KONG-DB: Korean Novel Geo-name DB & Search and Visualization System Using Dictionary from the Web  

Park, Sung Hee (한남대학교 문헌정보학과)
Publication Information
Journal of the Korean Society for information Management / v.33, no.3, 2016 , pp. 321-343 More about this Journal
Abstract
This study aimed to design a semi-automatic web-based pilot system 1) to build a Korean novel geo-name, 2) to update the database using automatic geo-name extraction for a scalable database, and 3) to retrieve/visualize the usage of an old geo-name on the map.
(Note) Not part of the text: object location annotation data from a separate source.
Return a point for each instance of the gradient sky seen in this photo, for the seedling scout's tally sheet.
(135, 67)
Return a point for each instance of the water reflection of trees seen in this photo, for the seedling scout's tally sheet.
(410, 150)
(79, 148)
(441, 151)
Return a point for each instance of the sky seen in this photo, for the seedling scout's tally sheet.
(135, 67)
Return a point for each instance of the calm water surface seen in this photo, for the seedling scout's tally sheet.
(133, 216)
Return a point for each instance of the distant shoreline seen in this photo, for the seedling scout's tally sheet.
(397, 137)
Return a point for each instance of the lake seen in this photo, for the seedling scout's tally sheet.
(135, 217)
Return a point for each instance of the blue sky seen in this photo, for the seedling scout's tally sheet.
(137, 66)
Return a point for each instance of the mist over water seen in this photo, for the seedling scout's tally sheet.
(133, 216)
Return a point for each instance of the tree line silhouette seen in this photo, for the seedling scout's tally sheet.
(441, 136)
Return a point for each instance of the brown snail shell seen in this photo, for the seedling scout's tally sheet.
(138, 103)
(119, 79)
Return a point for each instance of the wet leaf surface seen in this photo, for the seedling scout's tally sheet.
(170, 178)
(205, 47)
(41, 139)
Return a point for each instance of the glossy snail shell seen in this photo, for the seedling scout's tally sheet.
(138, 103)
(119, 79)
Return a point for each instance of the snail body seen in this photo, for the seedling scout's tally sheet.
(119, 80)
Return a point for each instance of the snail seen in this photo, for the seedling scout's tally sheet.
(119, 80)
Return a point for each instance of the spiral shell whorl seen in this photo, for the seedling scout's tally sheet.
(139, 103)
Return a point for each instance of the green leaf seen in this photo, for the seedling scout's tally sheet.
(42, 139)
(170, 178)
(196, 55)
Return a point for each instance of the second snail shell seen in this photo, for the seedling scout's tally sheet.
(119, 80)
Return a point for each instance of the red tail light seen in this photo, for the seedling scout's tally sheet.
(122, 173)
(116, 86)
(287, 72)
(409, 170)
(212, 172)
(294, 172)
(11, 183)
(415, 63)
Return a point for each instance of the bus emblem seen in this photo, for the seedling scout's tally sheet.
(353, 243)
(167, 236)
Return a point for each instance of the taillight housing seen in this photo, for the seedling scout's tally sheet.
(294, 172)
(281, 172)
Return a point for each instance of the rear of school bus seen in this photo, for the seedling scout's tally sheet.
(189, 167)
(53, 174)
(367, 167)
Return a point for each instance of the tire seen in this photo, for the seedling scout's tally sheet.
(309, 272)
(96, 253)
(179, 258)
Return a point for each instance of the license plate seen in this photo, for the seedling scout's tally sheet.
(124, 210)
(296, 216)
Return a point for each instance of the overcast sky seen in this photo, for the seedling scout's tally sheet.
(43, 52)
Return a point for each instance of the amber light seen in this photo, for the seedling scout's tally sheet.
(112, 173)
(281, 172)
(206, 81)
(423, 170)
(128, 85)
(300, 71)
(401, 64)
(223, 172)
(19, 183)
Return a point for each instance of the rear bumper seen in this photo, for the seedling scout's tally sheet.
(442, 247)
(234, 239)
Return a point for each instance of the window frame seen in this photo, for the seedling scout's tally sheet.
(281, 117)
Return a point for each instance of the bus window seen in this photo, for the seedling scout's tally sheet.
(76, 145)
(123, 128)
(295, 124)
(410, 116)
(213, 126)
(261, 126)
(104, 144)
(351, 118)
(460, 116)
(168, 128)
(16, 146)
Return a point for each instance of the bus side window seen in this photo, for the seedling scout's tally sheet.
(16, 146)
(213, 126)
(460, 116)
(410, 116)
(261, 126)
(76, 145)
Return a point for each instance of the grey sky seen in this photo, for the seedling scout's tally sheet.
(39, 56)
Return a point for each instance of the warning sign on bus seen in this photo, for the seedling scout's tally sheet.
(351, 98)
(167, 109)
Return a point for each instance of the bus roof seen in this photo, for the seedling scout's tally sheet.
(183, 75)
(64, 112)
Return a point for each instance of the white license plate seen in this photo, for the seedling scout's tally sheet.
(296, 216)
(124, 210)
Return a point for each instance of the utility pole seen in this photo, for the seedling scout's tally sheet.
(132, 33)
In particular, the problem of extracting novel geo-names, which are currently obsolete, is difficult to solve because obtaining a corpus used for training dataset is burden. To build a corpus for training data, an admin tool, HTML crawler and parser in Python, crawled geo-names and usages from a vocabulary dictionary for Korean New Novel enough to train a named entity tagger for extracting even novel geo-names not shown up in a training corpus. By means of a training corpus and an automatic extraction tool, the geo-name database was made scalable. In addition, the system can visualize the geo-name on the map. The work of study also designed, implemented the prototype and empirically verified the validity of the pilot system. Lastly, items to be improved have also been addressed.
Keywords
novel geo-name extraction; named entity recognition; Web knowledge base; conditional random fields; text mining; machine learning; novel geo-name map visualization;
Citations & Related Records
Times Cited By KSCI : 2  (Citation Analysis)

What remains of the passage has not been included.